Here are some examples to demonstrate how to ‘show, don’t tell’ in a creative writing piece for GCSE. The text it is based on is ‘My Last Duchess’, by Robert Browning in which a Medici prince talks about how he murdered his wife.

The extracts below are from a dramatic monologue written by a student. She had an issue with telling, not showing. I wrote new versions of her original, one for third person (omniscient), another for first person as in her original. Personally, I think it’s easier to write in third person, but can be more sophisticated and subtle in first – because it is harder to do.

What is the difference between telling and showing a story?

‘Walking down the hall’, Original:
As I walked along the halls of my Italian palace I passed the ghastly portrait of my last duchess. >

In third person (omniscient)
Dust caught in the light that streamed through the narrow, barred windows, slicing jewel-like across midnight velvet uniforms of the Duke’s servants who swept after him up the passage towards the great hall.

In first person (pov of duke)
Every time I come this way, it turns my stomach. The architect Salvatorre never should have made these passages so narrow. Dust settles at the edges and no matter how many servants I send down here to scrub it out, it’s always filthy. Her eyes watch me from the wall.

It’s a ghastly thing. Too dark by far, her face is deathly pale and those eyes – those eyes – I can still see them, burning into me even now in the half-lit hall, even in the glare of the gold dining plates and all these red-faced fools tilted obsequiously towards me, grease from the goose slavering down their chins.

‘Jewels’, Original:
She could make the exquisite jewels around her neck look like pebbles. >

third person (omniscient)
A lace-work of jewels dripped into her decolletage, collecting like pebbles she’d found, polished glass, the gold brassy against her chalk-pale skin. Every time she moved, it clinked. She moved her hand as if to push it away, then back again as if she didn’t dare disturb this thing her husband had hung around her neck. This lump of rubies looked like blood, beaded from a slit throat.

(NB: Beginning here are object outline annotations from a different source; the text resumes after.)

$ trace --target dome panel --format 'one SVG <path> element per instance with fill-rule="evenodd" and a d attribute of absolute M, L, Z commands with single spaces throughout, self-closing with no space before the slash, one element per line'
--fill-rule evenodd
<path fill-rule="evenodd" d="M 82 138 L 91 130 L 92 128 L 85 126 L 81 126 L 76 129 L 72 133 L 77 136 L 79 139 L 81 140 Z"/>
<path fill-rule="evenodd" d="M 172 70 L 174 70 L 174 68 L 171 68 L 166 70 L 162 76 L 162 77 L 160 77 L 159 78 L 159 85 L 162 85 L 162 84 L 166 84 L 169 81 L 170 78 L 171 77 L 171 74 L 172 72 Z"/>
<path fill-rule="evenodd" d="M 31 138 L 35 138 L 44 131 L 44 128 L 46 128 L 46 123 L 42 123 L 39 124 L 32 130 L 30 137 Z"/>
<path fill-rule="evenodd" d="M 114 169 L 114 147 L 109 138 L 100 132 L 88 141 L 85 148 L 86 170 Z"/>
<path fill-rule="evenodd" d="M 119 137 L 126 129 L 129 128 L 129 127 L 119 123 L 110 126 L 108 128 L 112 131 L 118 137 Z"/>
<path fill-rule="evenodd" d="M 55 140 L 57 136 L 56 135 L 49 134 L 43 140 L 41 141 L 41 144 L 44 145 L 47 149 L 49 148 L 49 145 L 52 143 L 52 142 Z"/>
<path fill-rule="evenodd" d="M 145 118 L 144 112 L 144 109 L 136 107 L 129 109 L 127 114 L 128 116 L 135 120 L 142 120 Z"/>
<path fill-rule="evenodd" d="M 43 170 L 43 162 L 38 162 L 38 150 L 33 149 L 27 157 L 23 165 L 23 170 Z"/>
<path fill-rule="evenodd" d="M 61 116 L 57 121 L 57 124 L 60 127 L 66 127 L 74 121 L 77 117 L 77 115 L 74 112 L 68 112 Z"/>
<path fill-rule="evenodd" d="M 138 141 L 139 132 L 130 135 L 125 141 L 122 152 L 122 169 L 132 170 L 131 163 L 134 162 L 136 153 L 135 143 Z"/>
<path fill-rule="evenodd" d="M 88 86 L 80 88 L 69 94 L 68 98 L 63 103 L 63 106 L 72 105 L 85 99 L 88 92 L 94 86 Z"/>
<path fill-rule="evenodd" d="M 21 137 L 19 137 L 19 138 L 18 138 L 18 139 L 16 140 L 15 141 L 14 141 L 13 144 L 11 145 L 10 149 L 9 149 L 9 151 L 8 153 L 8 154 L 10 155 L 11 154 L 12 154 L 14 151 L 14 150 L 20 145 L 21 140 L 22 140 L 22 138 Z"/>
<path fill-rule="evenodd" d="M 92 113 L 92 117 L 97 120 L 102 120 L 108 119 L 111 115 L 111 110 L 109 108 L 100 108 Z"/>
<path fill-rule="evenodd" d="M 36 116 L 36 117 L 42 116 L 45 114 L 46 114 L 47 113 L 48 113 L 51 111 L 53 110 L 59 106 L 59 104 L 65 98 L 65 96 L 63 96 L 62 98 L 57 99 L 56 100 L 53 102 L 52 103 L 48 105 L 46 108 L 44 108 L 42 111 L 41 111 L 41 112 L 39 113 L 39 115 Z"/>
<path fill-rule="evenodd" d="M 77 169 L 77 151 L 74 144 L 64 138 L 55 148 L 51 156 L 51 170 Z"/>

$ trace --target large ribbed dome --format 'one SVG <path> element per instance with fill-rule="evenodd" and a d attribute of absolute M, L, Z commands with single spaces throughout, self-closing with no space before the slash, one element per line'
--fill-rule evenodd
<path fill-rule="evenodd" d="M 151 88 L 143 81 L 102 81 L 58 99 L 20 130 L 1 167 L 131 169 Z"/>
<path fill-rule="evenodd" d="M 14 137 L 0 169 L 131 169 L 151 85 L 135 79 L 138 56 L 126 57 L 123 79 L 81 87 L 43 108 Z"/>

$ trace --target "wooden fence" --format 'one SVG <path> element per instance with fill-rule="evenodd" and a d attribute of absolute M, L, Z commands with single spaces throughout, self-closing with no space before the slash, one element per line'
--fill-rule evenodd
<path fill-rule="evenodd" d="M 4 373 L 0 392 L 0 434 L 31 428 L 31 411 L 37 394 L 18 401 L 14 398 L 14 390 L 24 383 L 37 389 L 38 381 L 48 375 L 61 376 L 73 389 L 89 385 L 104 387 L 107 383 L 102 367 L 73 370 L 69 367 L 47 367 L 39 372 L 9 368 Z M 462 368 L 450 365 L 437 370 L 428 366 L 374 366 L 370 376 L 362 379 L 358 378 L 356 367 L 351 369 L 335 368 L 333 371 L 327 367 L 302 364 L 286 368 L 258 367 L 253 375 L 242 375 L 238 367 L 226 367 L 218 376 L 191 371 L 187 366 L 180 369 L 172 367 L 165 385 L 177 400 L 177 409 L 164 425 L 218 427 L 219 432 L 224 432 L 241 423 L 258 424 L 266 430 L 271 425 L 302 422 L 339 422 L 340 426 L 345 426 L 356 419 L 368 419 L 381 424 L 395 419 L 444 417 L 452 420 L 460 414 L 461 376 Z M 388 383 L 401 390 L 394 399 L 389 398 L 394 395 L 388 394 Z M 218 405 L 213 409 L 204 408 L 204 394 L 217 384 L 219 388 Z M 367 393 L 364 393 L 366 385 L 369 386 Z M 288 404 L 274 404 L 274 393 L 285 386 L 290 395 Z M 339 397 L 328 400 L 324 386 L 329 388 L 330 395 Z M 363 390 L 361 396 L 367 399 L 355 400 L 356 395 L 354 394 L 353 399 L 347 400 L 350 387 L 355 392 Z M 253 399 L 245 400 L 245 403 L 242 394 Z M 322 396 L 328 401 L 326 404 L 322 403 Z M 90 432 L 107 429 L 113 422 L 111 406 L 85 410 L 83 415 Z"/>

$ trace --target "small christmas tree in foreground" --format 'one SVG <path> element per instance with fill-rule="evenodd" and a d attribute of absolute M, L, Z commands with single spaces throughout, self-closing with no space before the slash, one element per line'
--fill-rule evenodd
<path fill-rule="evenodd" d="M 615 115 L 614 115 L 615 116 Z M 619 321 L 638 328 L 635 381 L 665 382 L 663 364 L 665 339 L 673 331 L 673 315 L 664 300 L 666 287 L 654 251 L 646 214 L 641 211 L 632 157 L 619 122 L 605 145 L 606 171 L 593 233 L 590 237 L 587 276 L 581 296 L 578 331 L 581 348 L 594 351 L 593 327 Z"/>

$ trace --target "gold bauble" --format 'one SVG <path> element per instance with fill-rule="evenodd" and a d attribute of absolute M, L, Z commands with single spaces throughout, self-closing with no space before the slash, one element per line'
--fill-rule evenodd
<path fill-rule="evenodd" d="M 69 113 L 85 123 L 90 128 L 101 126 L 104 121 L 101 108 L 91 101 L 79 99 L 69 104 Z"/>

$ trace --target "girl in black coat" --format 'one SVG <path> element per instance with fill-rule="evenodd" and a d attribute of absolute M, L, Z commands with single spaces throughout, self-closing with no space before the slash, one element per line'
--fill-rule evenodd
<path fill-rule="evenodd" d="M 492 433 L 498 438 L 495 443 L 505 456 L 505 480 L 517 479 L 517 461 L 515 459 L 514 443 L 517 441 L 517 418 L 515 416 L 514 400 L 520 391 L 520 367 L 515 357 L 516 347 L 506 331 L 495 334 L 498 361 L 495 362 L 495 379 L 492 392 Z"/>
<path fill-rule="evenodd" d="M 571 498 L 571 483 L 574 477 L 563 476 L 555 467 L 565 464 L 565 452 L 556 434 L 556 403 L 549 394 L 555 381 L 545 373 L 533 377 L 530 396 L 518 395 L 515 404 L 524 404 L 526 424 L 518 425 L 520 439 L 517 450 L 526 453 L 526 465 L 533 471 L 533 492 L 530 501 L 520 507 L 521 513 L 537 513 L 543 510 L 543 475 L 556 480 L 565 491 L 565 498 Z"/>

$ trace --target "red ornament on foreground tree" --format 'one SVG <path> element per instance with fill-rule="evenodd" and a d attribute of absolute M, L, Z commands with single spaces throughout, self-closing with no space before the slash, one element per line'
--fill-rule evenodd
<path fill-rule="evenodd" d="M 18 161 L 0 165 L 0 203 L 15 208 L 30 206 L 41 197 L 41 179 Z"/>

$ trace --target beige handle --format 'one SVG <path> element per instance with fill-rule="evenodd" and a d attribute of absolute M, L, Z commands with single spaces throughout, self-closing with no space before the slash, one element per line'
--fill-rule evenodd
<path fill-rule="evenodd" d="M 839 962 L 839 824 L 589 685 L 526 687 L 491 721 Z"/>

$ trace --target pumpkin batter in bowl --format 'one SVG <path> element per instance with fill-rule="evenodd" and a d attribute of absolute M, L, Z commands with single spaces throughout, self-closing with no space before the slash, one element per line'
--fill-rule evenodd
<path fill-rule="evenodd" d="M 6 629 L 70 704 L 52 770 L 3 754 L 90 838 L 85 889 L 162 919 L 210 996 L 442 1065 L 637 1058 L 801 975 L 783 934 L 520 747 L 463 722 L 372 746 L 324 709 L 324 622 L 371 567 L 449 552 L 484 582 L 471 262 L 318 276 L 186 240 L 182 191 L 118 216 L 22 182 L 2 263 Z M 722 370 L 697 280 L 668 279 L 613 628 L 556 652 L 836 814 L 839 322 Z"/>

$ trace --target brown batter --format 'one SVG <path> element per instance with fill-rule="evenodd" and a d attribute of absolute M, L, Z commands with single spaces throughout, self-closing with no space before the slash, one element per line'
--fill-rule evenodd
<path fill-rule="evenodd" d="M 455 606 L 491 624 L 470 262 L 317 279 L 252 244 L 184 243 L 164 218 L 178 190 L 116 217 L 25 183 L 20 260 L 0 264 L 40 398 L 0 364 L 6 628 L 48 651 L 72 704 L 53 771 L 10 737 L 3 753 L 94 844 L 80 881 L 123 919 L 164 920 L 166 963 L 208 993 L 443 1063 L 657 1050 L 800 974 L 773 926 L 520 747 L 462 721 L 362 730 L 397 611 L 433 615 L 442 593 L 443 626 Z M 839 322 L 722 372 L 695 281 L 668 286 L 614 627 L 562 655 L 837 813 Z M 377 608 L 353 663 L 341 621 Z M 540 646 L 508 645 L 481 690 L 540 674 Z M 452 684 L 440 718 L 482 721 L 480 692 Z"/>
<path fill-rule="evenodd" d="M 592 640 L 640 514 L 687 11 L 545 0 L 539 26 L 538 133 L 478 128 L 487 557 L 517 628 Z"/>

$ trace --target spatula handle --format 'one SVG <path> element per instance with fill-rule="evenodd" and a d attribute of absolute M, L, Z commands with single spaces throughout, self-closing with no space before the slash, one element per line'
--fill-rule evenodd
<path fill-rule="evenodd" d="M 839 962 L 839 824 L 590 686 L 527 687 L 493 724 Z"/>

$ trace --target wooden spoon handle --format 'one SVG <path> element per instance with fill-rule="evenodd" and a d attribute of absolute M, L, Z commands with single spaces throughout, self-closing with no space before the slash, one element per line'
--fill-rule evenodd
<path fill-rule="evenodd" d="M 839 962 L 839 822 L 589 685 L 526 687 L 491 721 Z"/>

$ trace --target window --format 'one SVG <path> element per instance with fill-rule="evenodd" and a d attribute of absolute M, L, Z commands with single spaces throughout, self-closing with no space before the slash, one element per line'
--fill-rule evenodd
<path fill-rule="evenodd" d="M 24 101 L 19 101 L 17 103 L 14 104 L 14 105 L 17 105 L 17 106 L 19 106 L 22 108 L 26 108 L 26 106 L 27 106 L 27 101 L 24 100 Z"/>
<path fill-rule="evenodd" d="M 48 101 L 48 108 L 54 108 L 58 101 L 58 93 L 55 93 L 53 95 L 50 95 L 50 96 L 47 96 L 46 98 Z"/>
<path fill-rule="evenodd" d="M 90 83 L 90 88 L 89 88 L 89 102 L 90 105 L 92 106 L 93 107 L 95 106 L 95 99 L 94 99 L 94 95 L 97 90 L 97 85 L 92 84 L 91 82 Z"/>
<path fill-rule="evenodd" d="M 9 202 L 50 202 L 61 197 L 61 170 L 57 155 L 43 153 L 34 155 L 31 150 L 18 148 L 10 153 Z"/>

first person (pov of the duke)
She trembled under my fingers as I clasped the jewelled collar around her neck – too tight, she said and winced in the mirror. I nipped her with the clasp, my eyes touching hers in the mirror. This time, she understood. She did not wince, or not when I was looking.
This collar is a fist of rubies to ransom a prince, plucked by dark fingers from the banks of some Indian river. Tropical heat burns pinkish-red, silk needles under the surface. In candle light, the stones are the colour of blood, beading round her throat. Yet on her chalky skin, the lace-fine gold work might be brass, the gems, pebbles of glass.


‘Dinner’, Original:
When attending dinner she would foolishly use the wrong cutlery. >

third person
The duchess sat, eyes cast down, not looking at the cutlery that spread either side of the plate, almost to infinity, as if the sight frightened her. There was nothing on her plate, the gold reflecting sickly yellow under her chin.
She didn’t even dare to look at the food, the Duke’s disgust pressing on her frame so thin it looked ready to snap.

first person
There she sits – shuffling like a schoolgirl, looking miserably down at her cutlery. I don’t know why it makes me smile. She must be starving, but she hasn’t touched a thing. Her fine bird-bones peep from the collar of her dress, frail beneath my mother’s ruby necklace. ‘White as veal,’ Rodolfo said when he saw her first. ‘And bony. You’ll be black and blue from tumbling her.’ Rudolfo’s wife is round from all the cake he feeds her, always pregnant – by his groom, they say.

Next to my Duchess, she heaves and glows, black eyes shining, the daughter of one of those minor princes who infest the valleys with their incesant whining about the price of cheese. This one of mine, this skinny bird, is the daugher of a merchant – so busy grasping and clutching after gold that he never thought to teach his daugher table manners. So here she sits like a frightened calf, big eyes cast down because she knows I know, and I’m disgusted.